Commissioner, 119 T.C. 165.3 This Court has not adopted Rev. Rul. 78-197,

supra, as the test for resolving anticipatory assignment of income issues, see

Rauenhorst v. Commissioner, 119 T.C. 166, and does not do so today. The

ultimate question, as noted in Palmer, is whether the redemption and the

shareholder’s corresponding right to income had already crystallized at the time of

the gift. See Palmer v.
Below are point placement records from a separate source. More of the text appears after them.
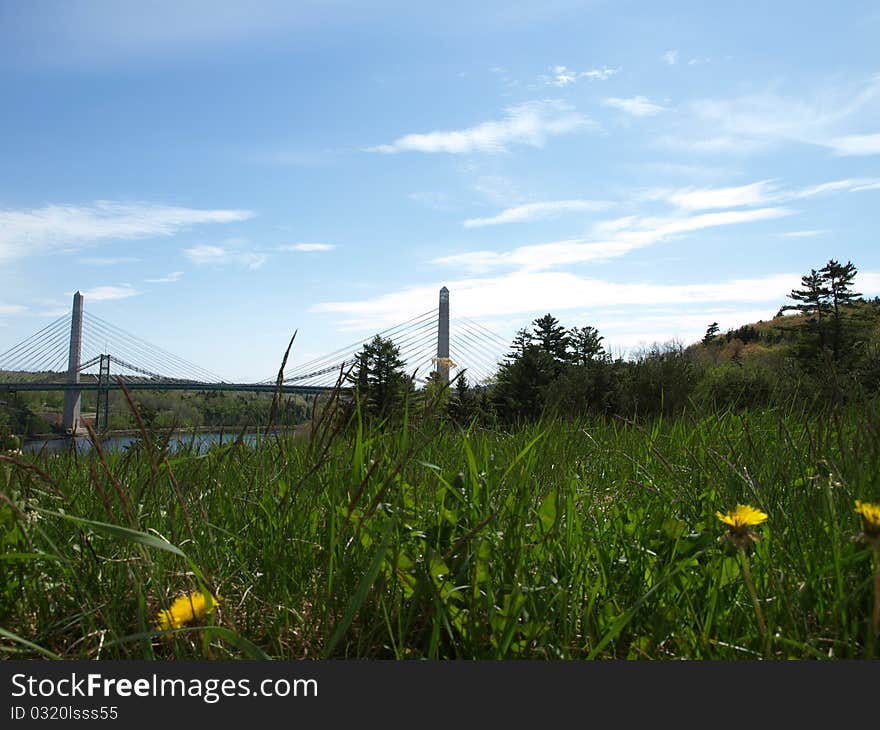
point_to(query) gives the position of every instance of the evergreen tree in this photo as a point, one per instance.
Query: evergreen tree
(813, 304)
(838, 279)
(711, 332)
(586, 345)
(552, 338)
(379, 378)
Commissioner, 62 T.C. 694-695. Regardless of whether

the donee’s obligation to redeem the stock may suggest the donor had a fixed right

to redemption income at the time of the donation, see Rauenhorst v.

Commissioner, 119 T.C. 166-167, respondent does not allege that petitioner

husband had any such right in this case. Accordingly, respondent’s resort to Rev.

Rul. 78-197, supra, is unavailing.

                                     Conclusion

      As required by Humacid and its progeny, petitioner husband made an

absolute gift of the GCI shares in each taxable year before the stock gave rise to

      3
       Rev. Rul. 78-197, 1978-1 C.B. 83, 83, announces that the IRS “will treat
the proceeds as income to the donor under facts similar to those in the Palmer
decision only if the donee is legally bound, or can be compelled by the [issuing]
corporation, to surrender the shares for redemption.”
                                      - 11 -

[*11] income by way of a sale. We will therefore grant petitioners’ motion for

summary judgment, and deny respondent’s motion for partial summary judgment.

      To reflect the foregoing,

                                               An appropriate order and decision

                                      will be entered.